Review: I Let You Go

I Let You Go I Let You Go by Clare Mackintosh
My rating: 4 of 5 stars

MY REVIEW...
Here is a novel with such an intriguing premise that you can't help but keep turning the pages to the end. I was fascinated to the end.

However, I was also betrayed by the author. (What follows is sort of a spoiler.) About half way through the book you suddenly find out that the first person prose is not who you have been led to believe she is. Then a little further on, and you get a whole different perspective from another first person point of view. All the while the perspective is shifted back and forth between the first first person and two detectives trying to solve the hit and run murder of a five year old boy. Then the second first person is inserted in the mix... Confused? Well, now you now how I felt while reading this book.

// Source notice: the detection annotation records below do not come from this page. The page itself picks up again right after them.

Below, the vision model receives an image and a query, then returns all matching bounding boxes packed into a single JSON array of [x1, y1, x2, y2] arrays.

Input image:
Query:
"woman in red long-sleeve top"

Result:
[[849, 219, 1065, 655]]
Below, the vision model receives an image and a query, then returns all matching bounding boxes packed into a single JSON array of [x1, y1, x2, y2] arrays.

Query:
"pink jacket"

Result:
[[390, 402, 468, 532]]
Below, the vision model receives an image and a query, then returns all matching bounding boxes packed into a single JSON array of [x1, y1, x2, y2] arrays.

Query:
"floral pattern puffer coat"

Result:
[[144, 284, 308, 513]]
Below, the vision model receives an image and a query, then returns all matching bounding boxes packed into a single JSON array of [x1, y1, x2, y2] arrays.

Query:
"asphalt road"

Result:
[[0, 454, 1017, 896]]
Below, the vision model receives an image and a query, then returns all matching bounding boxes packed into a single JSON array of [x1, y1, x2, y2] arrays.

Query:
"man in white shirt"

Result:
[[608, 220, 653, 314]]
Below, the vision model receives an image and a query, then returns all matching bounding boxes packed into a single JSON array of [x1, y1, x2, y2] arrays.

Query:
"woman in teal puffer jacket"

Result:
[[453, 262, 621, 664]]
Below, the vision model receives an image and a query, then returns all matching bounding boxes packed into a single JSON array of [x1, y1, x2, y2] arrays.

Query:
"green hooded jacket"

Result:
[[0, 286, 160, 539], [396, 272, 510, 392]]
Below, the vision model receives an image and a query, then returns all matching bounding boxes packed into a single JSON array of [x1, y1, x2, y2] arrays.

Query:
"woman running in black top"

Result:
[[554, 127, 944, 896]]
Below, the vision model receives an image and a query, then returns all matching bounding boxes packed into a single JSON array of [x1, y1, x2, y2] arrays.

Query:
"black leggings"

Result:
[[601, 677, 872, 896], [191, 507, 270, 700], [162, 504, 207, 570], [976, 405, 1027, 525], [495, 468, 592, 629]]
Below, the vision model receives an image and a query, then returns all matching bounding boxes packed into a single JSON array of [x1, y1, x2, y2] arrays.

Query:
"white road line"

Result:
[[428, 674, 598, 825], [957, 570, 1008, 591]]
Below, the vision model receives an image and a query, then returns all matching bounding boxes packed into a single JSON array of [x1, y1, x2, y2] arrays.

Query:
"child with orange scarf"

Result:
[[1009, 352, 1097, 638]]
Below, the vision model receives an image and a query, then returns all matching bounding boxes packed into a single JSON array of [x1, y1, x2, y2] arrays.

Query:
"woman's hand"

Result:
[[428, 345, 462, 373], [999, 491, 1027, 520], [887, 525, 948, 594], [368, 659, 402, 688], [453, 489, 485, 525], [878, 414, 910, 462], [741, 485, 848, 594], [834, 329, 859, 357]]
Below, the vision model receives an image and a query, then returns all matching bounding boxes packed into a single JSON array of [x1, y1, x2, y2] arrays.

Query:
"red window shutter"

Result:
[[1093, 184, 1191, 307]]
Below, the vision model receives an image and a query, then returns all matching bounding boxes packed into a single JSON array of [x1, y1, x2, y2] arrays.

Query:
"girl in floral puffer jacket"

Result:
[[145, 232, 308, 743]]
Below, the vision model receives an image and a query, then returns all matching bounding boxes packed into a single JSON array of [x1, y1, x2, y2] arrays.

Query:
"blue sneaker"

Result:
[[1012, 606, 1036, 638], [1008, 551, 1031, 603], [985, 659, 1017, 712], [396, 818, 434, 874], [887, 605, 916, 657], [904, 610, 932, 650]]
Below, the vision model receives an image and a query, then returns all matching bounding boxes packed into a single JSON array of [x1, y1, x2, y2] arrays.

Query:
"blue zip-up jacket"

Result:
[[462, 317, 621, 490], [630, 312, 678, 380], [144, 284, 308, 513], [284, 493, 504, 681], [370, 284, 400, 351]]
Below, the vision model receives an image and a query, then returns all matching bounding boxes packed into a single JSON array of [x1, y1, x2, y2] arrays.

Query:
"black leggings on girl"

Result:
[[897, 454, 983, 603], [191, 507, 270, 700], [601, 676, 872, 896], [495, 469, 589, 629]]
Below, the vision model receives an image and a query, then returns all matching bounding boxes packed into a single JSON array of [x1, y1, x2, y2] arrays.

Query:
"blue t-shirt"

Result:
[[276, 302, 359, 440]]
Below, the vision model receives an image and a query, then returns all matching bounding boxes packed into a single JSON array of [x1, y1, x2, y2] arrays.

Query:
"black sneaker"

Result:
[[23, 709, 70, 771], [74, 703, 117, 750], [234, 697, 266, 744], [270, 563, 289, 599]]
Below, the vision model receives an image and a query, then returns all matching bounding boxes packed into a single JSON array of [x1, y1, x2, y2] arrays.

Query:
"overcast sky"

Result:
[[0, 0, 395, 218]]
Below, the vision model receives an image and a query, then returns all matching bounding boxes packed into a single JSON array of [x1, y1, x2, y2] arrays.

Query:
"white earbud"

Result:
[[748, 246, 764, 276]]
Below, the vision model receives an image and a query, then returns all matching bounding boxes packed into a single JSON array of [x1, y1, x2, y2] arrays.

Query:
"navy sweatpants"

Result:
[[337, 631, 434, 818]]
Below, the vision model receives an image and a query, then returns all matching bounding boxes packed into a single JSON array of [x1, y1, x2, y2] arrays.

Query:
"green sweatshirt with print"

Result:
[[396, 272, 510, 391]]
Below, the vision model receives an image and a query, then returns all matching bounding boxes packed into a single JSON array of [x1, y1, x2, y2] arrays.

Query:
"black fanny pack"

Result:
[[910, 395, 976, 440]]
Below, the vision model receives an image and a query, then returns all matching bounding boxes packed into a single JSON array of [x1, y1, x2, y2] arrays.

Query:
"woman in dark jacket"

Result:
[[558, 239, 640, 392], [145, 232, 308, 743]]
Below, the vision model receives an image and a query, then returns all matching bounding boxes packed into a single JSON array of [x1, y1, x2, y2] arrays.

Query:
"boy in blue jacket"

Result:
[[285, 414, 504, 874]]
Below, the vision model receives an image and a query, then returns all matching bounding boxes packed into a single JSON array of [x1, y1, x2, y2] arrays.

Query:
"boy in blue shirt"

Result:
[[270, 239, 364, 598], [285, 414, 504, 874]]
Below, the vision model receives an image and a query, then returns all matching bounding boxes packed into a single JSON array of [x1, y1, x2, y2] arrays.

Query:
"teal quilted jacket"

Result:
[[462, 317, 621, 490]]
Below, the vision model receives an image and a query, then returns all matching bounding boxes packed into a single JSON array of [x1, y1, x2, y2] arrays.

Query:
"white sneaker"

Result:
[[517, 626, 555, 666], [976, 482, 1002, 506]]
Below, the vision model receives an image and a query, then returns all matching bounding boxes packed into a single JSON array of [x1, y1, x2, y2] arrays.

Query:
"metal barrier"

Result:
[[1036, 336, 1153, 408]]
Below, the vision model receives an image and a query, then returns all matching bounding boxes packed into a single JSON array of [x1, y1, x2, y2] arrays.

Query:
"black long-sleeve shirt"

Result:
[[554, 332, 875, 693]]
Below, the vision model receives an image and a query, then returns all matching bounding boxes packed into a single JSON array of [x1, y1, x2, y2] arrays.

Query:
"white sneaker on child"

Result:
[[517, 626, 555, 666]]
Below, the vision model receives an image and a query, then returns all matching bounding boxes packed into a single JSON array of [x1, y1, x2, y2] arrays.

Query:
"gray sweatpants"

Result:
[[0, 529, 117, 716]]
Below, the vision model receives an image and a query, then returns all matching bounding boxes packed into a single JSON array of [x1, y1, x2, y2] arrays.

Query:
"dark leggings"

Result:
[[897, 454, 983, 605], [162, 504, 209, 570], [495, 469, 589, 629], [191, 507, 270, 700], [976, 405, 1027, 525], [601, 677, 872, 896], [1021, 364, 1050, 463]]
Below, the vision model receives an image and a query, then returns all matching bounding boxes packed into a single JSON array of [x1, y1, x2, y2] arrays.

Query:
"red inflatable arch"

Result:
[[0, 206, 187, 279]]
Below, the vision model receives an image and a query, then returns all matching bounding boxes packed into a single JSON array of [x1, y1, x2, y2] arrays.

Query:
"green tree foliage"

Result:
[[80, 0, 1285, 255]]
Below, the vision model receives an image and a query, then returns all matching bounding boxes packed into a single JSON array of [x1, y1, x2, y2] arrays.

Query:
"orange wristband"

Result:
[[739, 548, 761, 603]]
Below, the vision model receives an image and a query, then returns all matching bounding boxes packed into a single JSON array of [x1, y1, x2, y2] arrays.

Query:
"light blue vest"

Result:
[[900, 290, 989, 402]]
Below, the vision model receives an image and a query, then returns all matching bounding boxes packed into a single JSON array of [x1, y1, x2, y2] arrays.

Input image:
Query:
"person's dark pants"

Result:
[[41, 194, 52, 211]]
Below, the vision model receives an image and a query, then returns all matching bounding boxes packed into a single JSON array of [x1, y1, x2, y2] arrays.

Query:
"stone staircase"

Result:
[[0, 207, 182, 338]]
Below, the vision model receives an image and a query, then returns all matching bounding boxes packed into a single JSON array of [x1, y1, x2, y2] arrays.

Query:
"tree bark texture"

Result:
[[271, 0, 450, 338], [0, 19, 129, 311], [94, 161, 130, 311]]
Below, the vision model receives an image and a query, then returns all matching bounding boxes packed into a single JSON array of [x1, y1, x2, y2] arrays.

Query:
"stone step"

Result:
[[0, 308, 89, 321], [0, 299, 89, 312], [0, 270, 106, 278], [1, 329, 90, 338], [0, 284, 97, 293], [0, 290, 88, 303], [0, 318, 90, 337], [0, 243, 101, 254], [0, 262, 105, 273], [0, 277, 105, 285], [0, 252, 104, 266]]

One thing to keep in mind, the writing is superb, but jumping into so many different heads is not well done. There are no transitions or even warnings that you are about to jump from Bristol to some rural, coastal village of Wales. So that brings the five-star writing down to three-stars. Then you must know that the characters are so well developed that brings the three stars up to four stars.

Frankly, the story is a roller coaster, and you just have to hang on, keep reading, and maybe you'll figure it all out by the last page.

I hate being betrayed by the author. It isn't a murder mystery that you must figure out who killed the boy. The author makes it plain that the guilty party admits her guilt ... or is she really guilty? Maybe she has been so abused and twisted by the second first person that she lies. Or maybe she isn't lying. Well, you'll just have to read the thing to understand what I'm talking about. I don't think hiding who the first person moves the story along or even creates any more suspense. It comes off as just what it is, a plot ploy that is just a trick. I just hate that. However, the roller coaster ride was pretty good so it almost made up for the betrayal.

ABOUT THE BOOK
On a rainy afternoon, a mother's life is shattered as her son slips from her grip and runs into the street . . .

I Let You Go follows Jenna Gray as she moves to a ramshackle cottage on the remote Welsh coast, trying to escape the memory of the car accident that plays again and again in her mind and desperate to heal from the loss of her child and the rest of her painful past.